[PORTAL-ISLAM.ID] Bawaslu bilang presiden cuti, kok. Cuti jam jaman. Padahal pertandingan harusnya berjalan fair.
Sandiaga Salahuddin Uno malah bukan saja mengajukan cuti, tapi mundur dari kursi Wagub DKI. Mengapa demikian? Agar persiapan untuk menghadapi konstentasi pilpres tidak mengganggu jabatan sebagai wakil gubernur.
Kalau melihat jalannya pilpres secara fairness, jujur dan adil maka siapa pun yang jadi peserta mesti berada pada posisi dan status yang sama. Mengapa capres dan cawapres mesti mundur, non aktif atau cuti? Agar berlaku fairness, jujur dan adil dalam kompetisi pilpres. Dan ini akan menjadi pembelajaran bagi masyarakat dan publik.
Jika ada pasangan capres dan cawapres yang ingin bermain fairness, jujur dan adil sedangkan pasangan lainnya tidak, maka permainan sudah tidak fair lagi.
Mahkamah Konsitusi mestinya mengabulkan permohonan yang diwakili oleh sejumlah mahasiswa yang mengajukan gugutan soal pasal cuti petahana. Malah sebaliknya, MK terlihat berkutat pada UU Pemilu an sich, padahal 9 hakim MK bisa membaca dan melihat lebih arif dan adil soal harapan atas hadirnya kontestasi pilpres yang fairness, jujur dan adil.
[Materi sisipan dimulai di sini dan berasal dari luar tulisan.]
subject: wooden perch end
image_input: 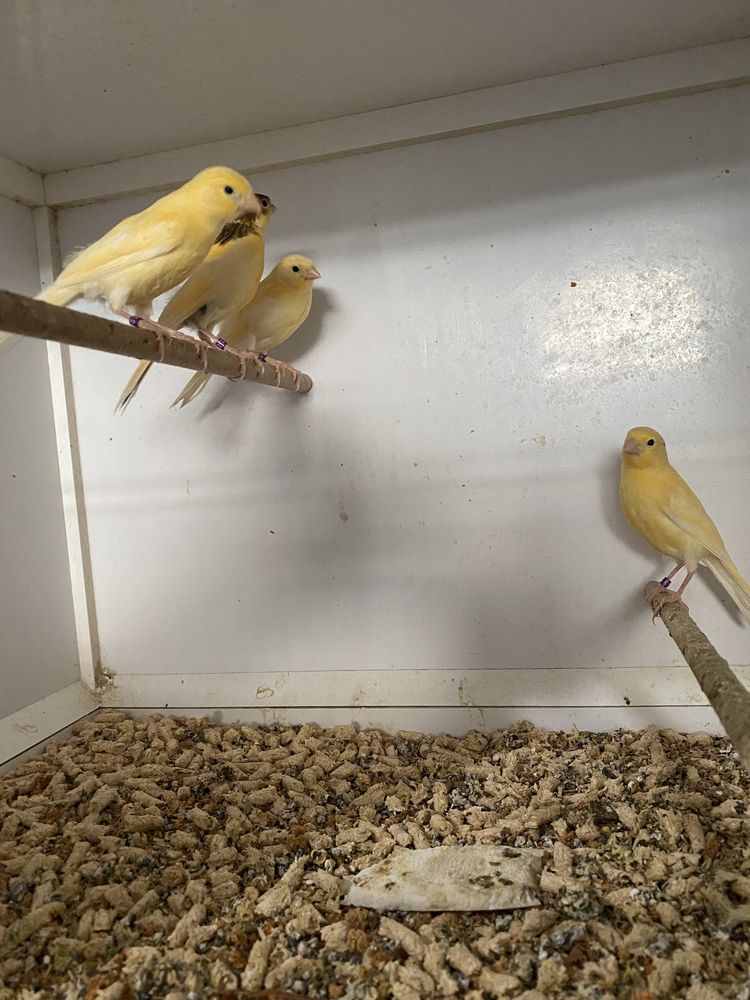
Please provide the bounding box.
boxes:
[645,580,750,773]
[0,289,312,394]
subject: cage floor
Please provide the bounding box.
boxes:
[1,712,749,999]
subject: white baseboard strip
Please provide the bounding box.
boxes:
[105,666,750,711]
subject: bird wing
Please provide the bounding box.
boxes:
[160,236,263,329]
[255,298,309,351]
[664,474,730,562]
[158,266,216,328]
[55,217,182,290]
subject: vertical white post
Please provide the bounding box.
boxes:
[35,206,101,692]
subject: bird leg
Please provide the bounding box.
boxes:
[227,349,265,381]
[115,310,199,362]
[228,349,247,381]
[208,334,261,380]
[194,339,209,372]
[116,310,194,341]
[646,568,695,620]
[659,561,685,589]
[197,326,219,346]
[208,338,265,381]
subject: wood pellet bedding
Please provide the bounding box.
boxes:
[0,712,749,999]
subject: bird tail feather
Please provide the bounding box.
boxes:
[37,285,79,307]
[703,554,750,623]
[1,285,78,353]
[115,360,154,413]
[171,372,212,409]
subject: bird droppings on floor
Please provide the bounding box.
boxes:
[1,712,749,999]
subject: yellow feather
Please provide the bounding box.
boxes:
[114,360,153,414]
[170,370,214,408]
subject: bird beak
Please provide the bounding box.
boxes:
[304,266,321,280]
[237,192,261,218]
[622,438,641,456]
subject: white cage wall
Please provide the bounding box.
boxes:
[0,196,78,716]
[2,40,750,765]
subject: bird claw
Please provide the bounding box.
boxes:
[120,310,204,362]
[226,347,252,381]
[246,352,265,378]
[231,348,248,381]
[118,312,167,361]
[266,357,300,388]
[194,339,209,372]
[645,582,687,621]
[197,327,217,346]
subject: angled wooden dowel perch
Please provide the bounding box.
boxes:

MK malah bersikukuh menolak gugutan secara keseluruhan. Dengan keputusan Presiden tidak perlu cuti kampanye. Agaknya ada nuasa ketakutan dari hakim-hakim di MK kalau putuskan presiden perlu cuti kampanye. Malah bila perlu non aktif atau mundur, dan bukan sekedar cuti doang.
Agar jalan pemerintahan tidak terganggu dengan kegiatan pencapresan bisa dikendalikan oleh wakil presiden. Sebagaimana pernah terjadi, Jusuf Kalla menjabat sebagai pejabat presiden di saat Presiden SBY sedang berada di luar negeri.
Tapi nampaknya ada ketakutan yang luar biasa dari capres petahana sehingga untuk cuti, non aktif apalagi mundur untuk dijabat oleh wapres. Bahkan untuk waktu sebulan saja. Bukankah ini ketakutan yang berlebihan.
Memang fakta-fakta kampanye di lapangan memperlihatkan paslon nomor urut 02 lebih mendapat dukungan ril dari masyarakat dibanding oleh petahana. Lalu, apakah dengan demikian cuti tidak perlu dilakukan agar capres nomor urut 01 masih tetap sebagai presiden dan bisa gunakan fasilitas negara termasuk TNI-Polri, menteri-menteri, kepala daerah, camat hingga kepala desa?
Membaca gelagat seperti itu jangan aneh muncul anggapan MK seperti timses petahana saja. Padahal Bawaslu sebagai pengawas penyelenggara pemilu membolehkan presiden cuti jam-jaman. Seperti supir tembak saja.
Kelihatan Bawaslu memperlihatkan sikap malu-malu soal cuti dengan membolehkan cuti jam-jaman. Tapi MK langsung full tidak perlu cuti.
Tetapi, mau tidak cuti, tidak non aktif dan tidak mundur sekalipun, semangat rakyat untuk memiliki presiden baru pada 17 April mendatang tak terbendung lagi. Soal cuti, cuti jam-jaman dan tidak cuti kelihatannya bakalan seperti bunyi tokek saja.